🎯 Service Selection Guide¶
Comprehensive decision trees and guidance for selecting the right Azure services for your Cloud Scale Analytics solution.
🎯 Purpose¶
Choosing the right Azure services is critical for building successful analytics solutions. This guide provides decision trees, comparison matrices, and practical guidance to help you select the optimal services for your specific requirements.
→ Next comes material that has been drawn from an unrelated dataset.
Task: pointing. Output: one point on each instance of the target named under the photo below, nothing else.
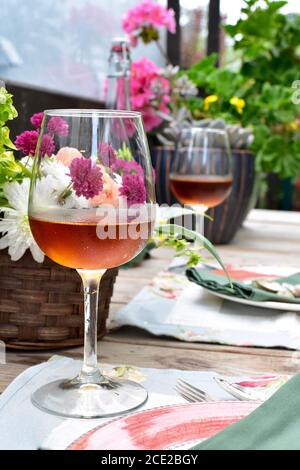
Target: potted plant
(256, 95)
🌳 Master Service Selection Decision Tree¶
flowchart TD
Start([🎯 Start: Select Azure Services])
Start --> Purpose{What is your<br/>primary purpose?}
Purpose -->|Data Processing| Processing{Processing<br/>Type?}
Purpose -->|Data Storage| Storage{Storage<br/>Type?}
Purpose -->|Data Movement| Movement{Movement<br/>Pattern?}
Purpose -->|Data Streaming| Streaming{Streaming<br/>Need?}
Processing -->|Batch Analytics| BatchType{Data<br/>Volume?}
Processing -->|Real-time| RTType{Latency<br/>Requirement?}
Processing -->|Machine Learning| MLType{ML<br/>Maturity?}
BatchType -->|< 10TB| SynapseDedicated[Synapse Dedicated SQL]
BatchType -->|10-100TB| SynapseChoice{Query<br/>Pattern?}
BatchType -->|> 100TB| SynapseServerless[Synapse Serverless SQL]
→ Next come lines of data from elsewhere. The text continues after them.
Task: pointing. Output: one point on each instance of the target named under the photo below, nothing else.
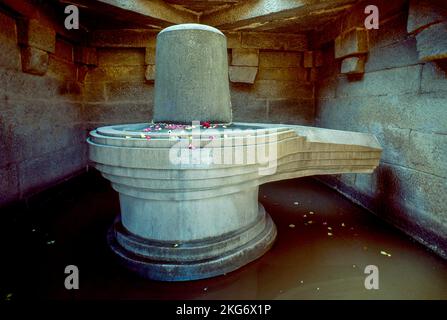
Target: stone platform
(189, 202)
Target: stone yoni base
(192, 260)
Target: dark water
(305, 262)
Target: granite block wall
(401, 98)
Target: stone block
(129, 91)
(112, 73)
(353, 65)
(32, 33)
(245, 57)
(318, 58)
(9, 188)
(234, 40)
(399, 54)
(38, 173)
(285, 74)
(245, 107)
(432, 42)
(8, 43)
(353, 42)
(239, 74)
(81, 73)
(308, 59)
(428, 152)
(61, 69)
(64, 50)
(113, 113)
(34, 61)
(123, 38)
(149, 56)
(291, 111)
(423, 13)
(271, 59)
(434, 77)
(274, 41)
(149, 75)
(86, 55)
(382, 83)
(120, 57)
(274, 89)
(94, 91)
(19, 86)
(312, 74)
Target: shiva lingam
(188, 181)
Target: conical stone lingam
(188, 181)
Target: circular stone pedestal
(191, 260)
(182, 221)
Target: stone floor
(67, 225)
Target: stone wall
(120, 88)
(57, 85)
(41, 127)
(401, 97)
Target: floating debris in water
(384, 253)
(206, 124)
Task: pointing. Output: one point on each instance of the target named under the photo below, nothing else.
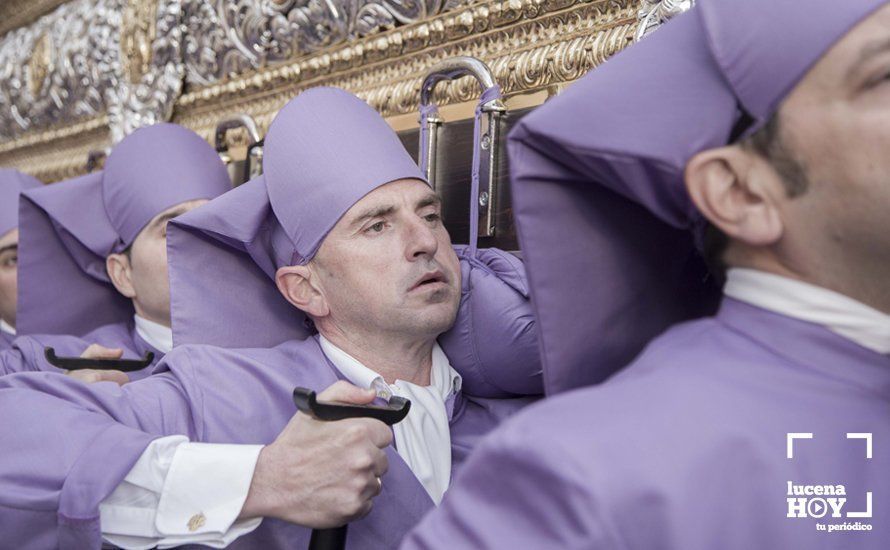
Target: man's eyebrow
(869, 52)
(374, 212)
(169, 216)
(429, 200)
SynapseChoice -->|Ad-hoc queries| SynapseServerless
SynapseChoice -->|Consistent workload| SynapseDedicated
RTType -->|< 1 second| EventHubs[Event Hubs +<br/>Stream Analytics]
RTType -->|1-10 seconds| StreamAnalytics[Stream Analytics]
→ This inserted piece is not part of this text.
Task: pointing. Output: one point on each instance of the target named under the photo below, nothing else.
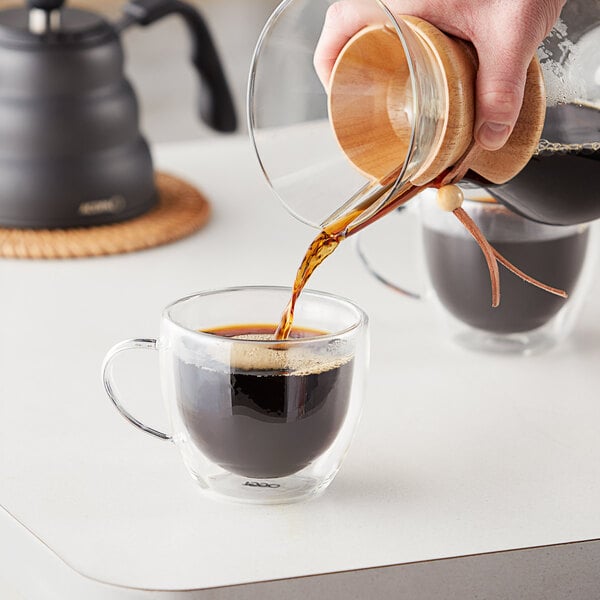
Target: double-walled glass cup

MLType -->|Starting out| SynapseSpark[Synapse Spark Pools]
MLType -->|Advanced/Production| Databricks[Azure Databricks]
Storage -->|Structured| StructuredType{ACID<br/>Requirements?}
Storage -->|Semi-structured| SemiType{Scale?}
Storage -->|Unstructured| DataLake[Data Lake Gen2]
StructuredType -->|Yes| AzureSQL[Azure SQL Database]
StructuredType -->|Analytical| SynapseDedicated
SemiType -->|Global distribution| CosmosDB[Cosmos DB]
SemiType -->|Regional| DataLake
Movement -->|Cloud to Cloud| ADF[Azure Data Factory]
Movement -->|On-prem to Cloud| ADFHybrid[Data Factory +<br/>Integration Runtime]
Movement -->|Event-driven| EventGrid[Event Grid]
Streaming -->|High throughput| EventHubs
Streaming -->|Event routing| EventGrid
Streaming -->|Processing| StreamAnalytics
style Start fill:#e1f5fe
style SynapseDedicated fill:#fff3e0
style SynapseServerless fill:#e8f5e9
style SynapseSpark fill:#fce4ec
style Databricks fill:#f3e5f5
style EventHubs fill:#e0f2f1
style StreamAnalytics fill:#fff9c4
style AzureSQL fill:#e8eaf6
style CosmosDB fill:#f3e5f5
style DataLake fill:#e8f5e9
style ADF fill:#fff3e0
style EventGrid fill:#fce4ec 🔄 Analytics Compute Service Selection¶
Decision Matrix: Which Compute Engine?¶
flowchart TD
Start([Choose Analytics Compute])
Start --> Q1{What language/skill<br/>does your team prefer?}
Q1 -->|SQL Primary| SQLPath{Workload<br/>Type?}
Q1 -->|Python/Scala/Spark| SparkPath{Use<br/>Case?}
Q1 -->|Multiple Languages| FlexPath{Enterprise<br/>Features?}
SQLPath -->|Interactive queries| ServerlessSQL[Synapse Serverless SQL]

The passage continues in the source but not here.